Load base artifacts via parent, then additionally load test/train data.

Source code in octopus/poststudy/analysis/evaluator.py
def __attrs_post_init__(self) -> None:
    """Load base artifacts via parent, then additionally load test/train data."""
    super().__attrs_post_init__()

    from octopus.poststudy.study_io import load_partition  # noqa: PLC0415

    prepared_data = parquet_load(self._study_info.path / "data_prepared.parquet")

    for split_id in self._study_info.outersplits:
        self._train_data[split_id] = load_partition(self._study_info.path, split_id, "traindev", prepared_data)
        self._test_data[split_id] = load_partition(self._study_info.path, split_id, "test", prepared_data)

calculate_fi(fi_type=FIType.PERMUTATION, *, n_repeats=10, feature_groups=None, random_state=42, **kwargs)

Calculate feature importance using stored test data and models.

Each split's model permutes features only in its own test data. Delegates to _dispatch_fi() (inherited from _PredictorBase) with stored per-split test and train data.

Parameters:

Name Type Description Default
fi_type FIType

Type of feature importance. One of: - FIType.PERMUTATION — Per-feature permutation importance. - FIType.GROUP_PERMUTATION — Per-feature + per-group permutation importance. Uses feature_groups (from study config or explicitly provided) to also compute group-level importance. - FIType.SHAP — SHAP-based importance. Pass shap_type as a kwarg to select the explainer: "kernel" (default), "permutation", or "exact".

PERMUTATION
n_repeats int

Number of permutation repeats.

10
feature_groups dict[str, list[str]] | None

Dict mapping group names to feature lists. If None and fi_type is FIType.GROUP_PERMUTATION, groups are loaded from the study.

None
random_state int

Random seed.

42
**kwargs Any

Additional keyword arguments passed to the FI function. For fi_type=FIType.SHAP, supported kwargs include: shap_type ("kernel", "permutation", "exact"), max_samples, background_size.

{}

Returns:

Type Description
DataFrame

DataFrame with feature importance results including a fi_type

DataFrame

column and per-split + ensemble rows.

Raises:

Type Description
ValueError

If fi_type is unknown.

Source code in octopus/poststudy/analysis/evaluator.py
def calculate_fi(
    self,
    fi_type: FIType = FIType.PERMUTATION,
    *,
    n_repeats: int = 10,
    feature_groups: dict[str, list[str]] | None = None,
    random_state: int = 42,
    **kwargs: Any,
) -> pd.DataFrame:
    """Calculate feature importance using stored test data and models.

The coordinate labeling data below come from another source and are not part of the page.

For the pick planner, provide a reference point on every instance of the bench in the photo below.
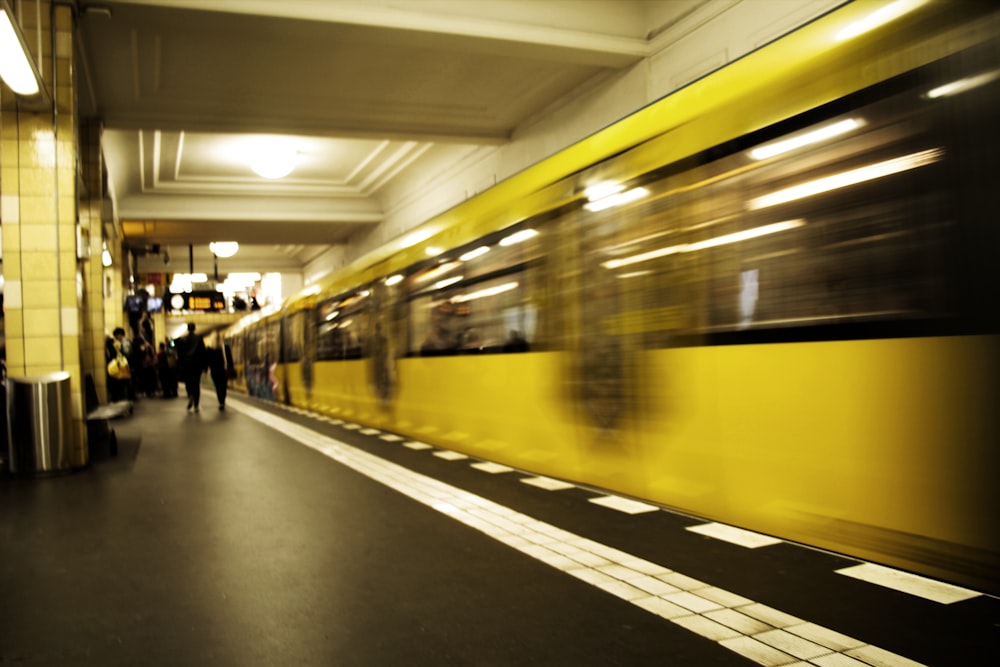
(99, 416)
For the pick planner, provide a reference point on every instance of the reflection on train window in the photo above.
(823, 227)
(476, 298)
(295, 332)
(491, 315)
(342, 326)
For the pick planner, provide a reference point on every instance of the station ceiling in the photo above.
(369, 89)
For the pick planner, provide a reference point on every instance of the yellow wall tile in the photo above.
(67, 237)
(37, 209)
(67, 292)
(11, 238)
(41, 369)
(67, 262)
(38, 238)
(37, 266)
(33, 292)
(15, 355)
(8, 179)
(71, 351)
(42, 351)
(67, 207)
(13, 323)
(41, 295)
(40, 323)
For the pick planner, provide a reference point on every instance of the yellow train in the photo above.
(769, 299)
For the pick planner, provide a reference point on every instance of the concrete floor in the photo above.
(218, 538)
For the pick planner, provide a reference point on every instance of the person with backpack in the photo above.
(193, 362)
(166, 366)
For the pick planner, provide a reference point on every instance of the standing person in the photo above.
(166, 363)
(119, 382)
(193, 362)
(220, 377)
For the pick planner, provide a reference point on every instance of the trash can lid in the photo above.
(57, 376)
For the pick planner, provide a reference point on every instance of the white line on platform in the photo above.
(731, 621)
(908, 583)
(733, 535)
(624, 504)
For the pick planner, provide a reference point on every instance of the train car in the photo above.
(767, 300)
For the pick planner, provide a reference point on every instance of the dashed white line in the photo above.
(733, 535)
(624, 504)
(908, 583)
(617, 572)
(449, 455)
(547, 483)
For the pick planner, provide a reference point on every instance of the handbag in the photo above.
(118, 368)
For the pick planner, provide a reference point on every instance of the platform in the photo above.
(261, 535)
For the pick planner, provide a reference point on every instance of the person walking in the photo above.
(193, 360)
(220, 377)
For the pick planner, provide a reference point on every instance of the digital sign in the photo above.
(205, 301)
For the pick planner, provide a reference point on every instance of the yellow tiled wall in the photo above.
(38, 216)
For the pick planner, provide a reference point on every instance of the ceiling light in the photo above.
(447, 281)
(735, 237)
(879, 17)
(416, 237)
(272, 157)
(16, 67)
(518, 237)
(813, 137)
(617, 199)
(472, 254)
(224, 248)
(963, 85)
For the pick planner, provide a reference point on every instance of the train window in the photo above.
(490, 315)
(342, 326)
(860, 229)
(476, 299)
(295, 333)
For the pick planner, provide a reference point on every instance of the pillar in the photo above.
(38, 215)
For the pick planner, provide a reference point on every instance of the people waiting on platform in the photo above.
(193, 363)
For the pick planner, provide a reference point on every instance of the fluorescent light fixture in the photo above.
(447, 281)
(963, 85)
(735, 237)
(617, 199)
(472, 254)
(16, 67)
(602, 190)
(248, 278)
(272, 157)
(518, 237)
(847, 178)
(224, 248)
(489, 291)
(437, 271)
(813, 137)
(879, 17)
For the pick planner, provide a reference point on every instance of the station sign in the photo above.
(202, 301)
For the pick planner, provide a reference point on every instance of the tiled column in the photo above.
(38, 205)
(92, 270)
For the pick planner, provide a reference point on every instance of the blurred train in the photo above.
(770, 300)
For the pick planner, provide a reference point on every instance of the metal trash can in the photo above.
(39, 424)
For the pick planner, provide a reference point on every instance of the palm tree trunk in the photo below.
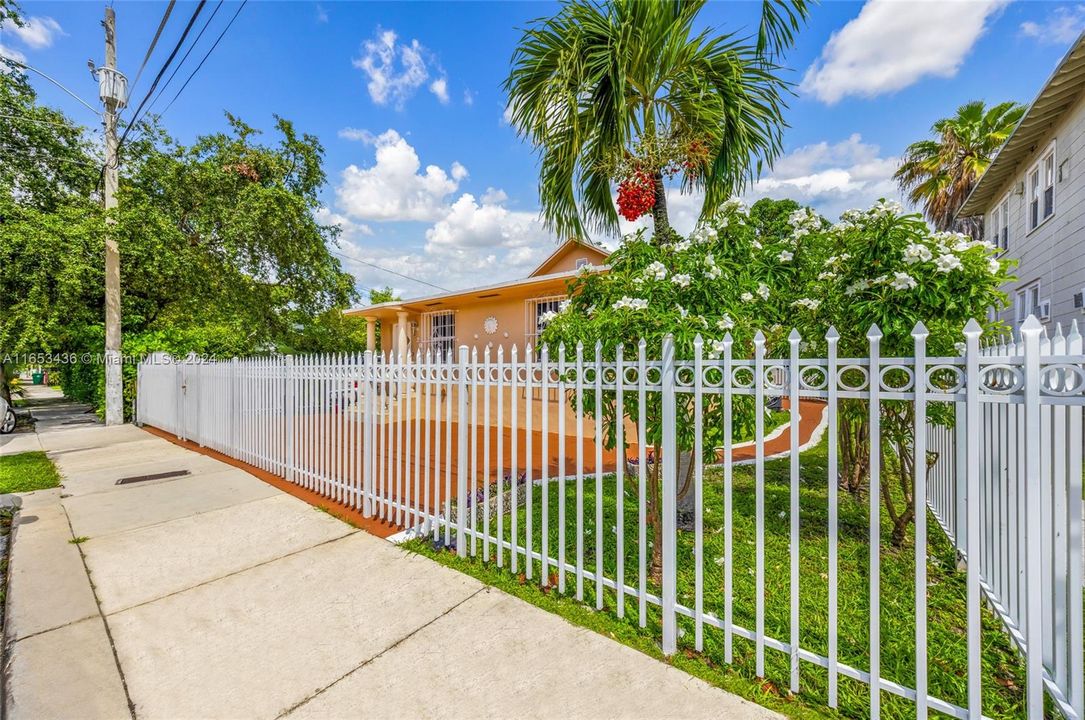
(660, 218)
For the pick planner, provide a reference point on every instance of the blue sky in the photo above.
(428, 179)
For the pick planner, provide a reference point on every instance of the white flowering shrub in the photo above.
(775, 267)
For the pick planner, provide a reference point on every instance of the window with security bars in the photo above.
(1042, 189)
(438, 333)
(537, 310)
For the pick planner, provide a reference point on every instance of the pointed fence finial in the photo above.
(1031, 326)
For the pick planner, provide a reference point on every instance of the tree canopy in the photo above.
(633, 92)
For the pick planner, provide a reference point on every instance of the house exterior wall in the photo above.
(513, 326)
(1054, 253)
(567, 259)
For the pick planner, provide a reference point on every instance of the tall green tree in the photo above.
(939, 174)
(632, 91)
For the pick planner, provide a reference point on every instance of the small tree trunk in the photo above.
(660, 218)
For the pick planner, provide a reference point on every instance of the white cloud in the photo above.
(468, 242)
(37, 33)
(1061, 26)
(394, 189)
(396, 69)
(439, 89)
(893, 45)
(11, 53)
(830, 177)
(359, 135)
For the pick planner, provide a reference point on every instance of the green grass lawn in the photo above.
(26, 472)
(1003, 673)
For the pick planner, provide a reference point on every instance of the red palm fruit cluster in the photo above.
(636, 195)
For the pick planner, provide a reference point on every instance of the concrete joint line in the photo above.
(105, 624)
(379, 655)
(230, 575)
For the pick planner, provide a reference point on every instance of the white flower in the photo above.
(947, 262)
(737, 206)
(917, 253)
(632, 304)
(903, 281)
(857, 285)
(716, 349)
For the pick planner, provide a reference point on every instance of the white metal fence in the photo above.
(471, 450)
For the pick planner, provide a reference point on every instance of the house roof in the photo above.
(1060, 91)
(562, 251)
(524, 286)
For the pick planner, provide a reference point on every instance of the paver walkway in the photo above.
(216, 595)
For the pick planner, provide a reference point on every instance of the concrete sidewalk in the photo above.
(216, 595)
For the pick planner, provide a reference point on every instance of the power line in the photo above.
(24, 65)
(154, 41)
(162, 72)
(373, 265)
(184, 58)
(56, 123)
(206, 55)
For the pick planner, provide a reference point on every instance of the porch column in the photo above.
(371, 334)
(401, 335)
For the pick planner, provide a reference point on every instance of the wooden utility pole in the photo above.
(114, 386)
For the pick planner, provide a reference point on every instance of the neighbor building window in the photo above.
(438, 333)
(1003, 240)
(1042, 189)
(538, 312)
(1026, 301)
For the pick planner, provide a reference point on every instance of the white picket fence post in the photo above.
(668, 489)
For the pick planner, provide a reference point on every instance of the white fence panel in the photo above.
(452, 447)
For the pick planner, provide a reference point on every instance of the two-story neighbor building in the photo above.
(500, 315)
(1032, 198)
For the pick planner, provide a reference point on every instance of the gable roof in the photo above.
(1058, 94)
(564, 249)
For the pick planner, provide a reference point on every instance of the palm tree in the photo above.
(627, 91)
(940, 174)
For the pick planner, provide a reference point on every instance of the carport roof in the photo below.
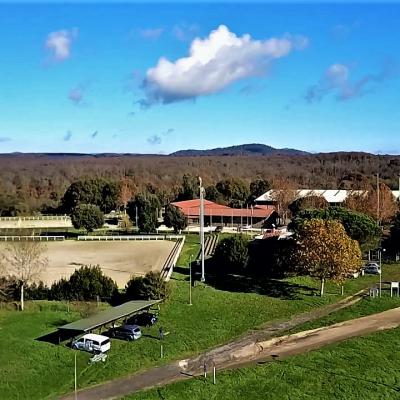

    Each split's model permutes features only in its own test data.
    Delegates to ``_dispatch_fi()`` (inherited from ``_PredictorBase``)
    with stored per-split test and train data.

    Args:
        fi_type: Type of feature importance. One of:
            - ``FIType.PERMUTATION`` — Per-feature permutation importance.
            - ``FIType.GROUP_PERMUTATION`` — Per-feature + per-group permutation
              importance.  Uses ``feature_groups`` (from study config or
              explicitly provided) to also compute group-level importance.
            - ``FIType.SHAP`` — SHAP-based importance.  Pass ``shap_type`` as a
              kwarg to select the explainer: ``"kernel"`` (default),
              ``"permutation"``, or ``"exact"``.
        n_repeats: Number of permutation repeats.
        feature_groups: Dict mapping group names to feature lists.
            If None and fi_type is ``FIType.GROUP_PERMUTATION``, groups are
            loaded from the study.
        random_state: Random seed.
        **kwargs: Additional keyword arguments passed to the FI function.
            For ``fi_type=FIType.SHAP``, supported kwargs include:
            ``shap_type`` (``"kernel"``, ``"permutation"``,
            ``"exact"``),
            ``max_samples``, ``background_size``.

    Returns:
        DataFrame with feature importance results including a ``fi_type``
        column and per-split + ensemble rows.

    Raises:
        ValueError: If fi_type is unknown.
    """
    fi_type = FIType(fi_type)

    return self._dispatch_fi(
        self._test_data,
        self._train_data,
        fi_type,
        n_repeats=n_repeats,
        feature_groups=feature_groups,
        random_state=random_state,
        **kwargs,
    )

performance(metrics=None, threshold=0.5)

Compute performance on stored test data per outersplit with Mean and Merged.

Each outer-split model is scored only on its own test data. The Mean row averages per-split scores. The Merged row pools all test predictions and scores them as one set.

Parameters:

Name Type Description Default
metrics list[str] | None

List of metric names to compute. If None, auto-detected from the ML type.

None
threshold float

Classification threshold for threshold-dependent metrics.

0.5

Returns:

Type Description
DataFrame

Wide DataFrame with outersplit IDs as index (plus Mean and

DataFrame

Merged), metrics as columns.

Source code in octopus/poststudy/analysis/evaluator.py
def performance(
    self,
    metrics: list[str] | None = None,
    threshold: float = 0.5,
) -> pd.DataFrame:
    """Compute performance on stored test data per outersplit with Mean and Merged.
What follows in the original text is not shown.